Quel est, selon vous, le rôle d'un ludothécaire ?
Une ludothèque est un lieu où le public (en grande majorité des enfants) vient jouer. C'est aussi un lieu de prêt de jeux et jouets. En tant que professionnels, on doit donner la possibilité aux gens de jouer et cela demande un important travail en amont. Il faut préparer les espaces de jeu, connaître et tester tous les jeux (pour être capable d'expliquer les règles, et de les conseiller, etc.), étiqueter et plastifier chaque pièce ou carte, faire des fiches par jeu, etc.

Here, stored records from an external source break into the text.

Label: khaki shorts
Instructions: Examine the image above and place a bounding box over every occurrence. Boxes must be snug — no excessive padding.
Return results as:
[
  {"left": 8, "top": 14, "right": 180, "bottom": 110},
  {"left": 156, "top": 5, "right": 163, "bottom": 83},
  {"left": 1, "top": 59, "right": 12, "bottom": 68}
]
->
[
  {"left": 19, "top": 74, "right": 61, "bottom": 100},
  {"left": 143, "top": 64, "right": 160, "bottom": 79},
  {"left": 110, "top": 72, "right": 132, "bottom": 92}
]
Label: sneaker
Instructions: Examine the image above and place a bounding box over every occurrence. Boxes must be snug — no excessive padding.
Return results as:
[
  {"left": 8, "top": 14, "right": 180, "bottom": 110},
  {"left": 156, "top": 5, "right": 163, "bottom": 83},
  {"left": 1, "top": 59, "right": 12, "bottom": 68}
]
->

Ensuite, pendant les heures d'accueil du public, il faut savoir être disponible : le jeu doit être libre car cela permet la création. Les ludothécaires n'interviennent que s'ils sont sollicités pour des conseils ou pour jouer !
Quelles sont les qualités attendues chez un ludothécaire lors d'un recrutement ?
Les candidats doivent être dans l'état d'esprit de toujours apprendre et de se remettre en question. Ils doivent aussi connaître le développement de l'enfant pour respecter son jeu. Par exemple, si un garçon de 8 ans demande à jouer à la poupée, il faut lui dire que cela est possible et lui en donner l'occasion, faire tomber quelques idées reçues sur les jeux, etc. Il faut aussi être capable de responsabiliser un enfant selon son âge.Il est important d'être sans cesse dans l'analyse de la pratique. Après chaque action, nous menons des réunions de bilan où chacun expose ses activités, ses difficultés, sa façon de faire, etc. Il est essentiel de savoir entendre les conseils des autres et d'échanger avec eux.
Quels sont les profils des ludothécaires de votre équipe par exemple ?
Les diplômes menant au métier de ludothécaire sont encore rares (diplôme universitaire de Bordeaux, DESS science du jeu et le diplôme de Caravansérail en cours de reconnaissance...), nos critères de recrutement portent plus sur des compétences que sur un diplôme en particulier.
Les profils sont très variés : des anciens de DESS sciences du jeu, des titulaires d'un bac + 2 ou bac + 5 en sciences humaines (psychologie, sociologie). Mais dans l'équipe, on compte aussi une personne qui n'a aucun diplôme, une autre qui a un CAP petite enfance, etc.
Justifier d'une expérience dans l'animation, être intéressé par les relations humaines, et avoir une grande capacité d'apprendre sont les fils conducteurs de leur réussite. Et bien sûr, nous sommes pour la mixité même si le métier est très féminisé.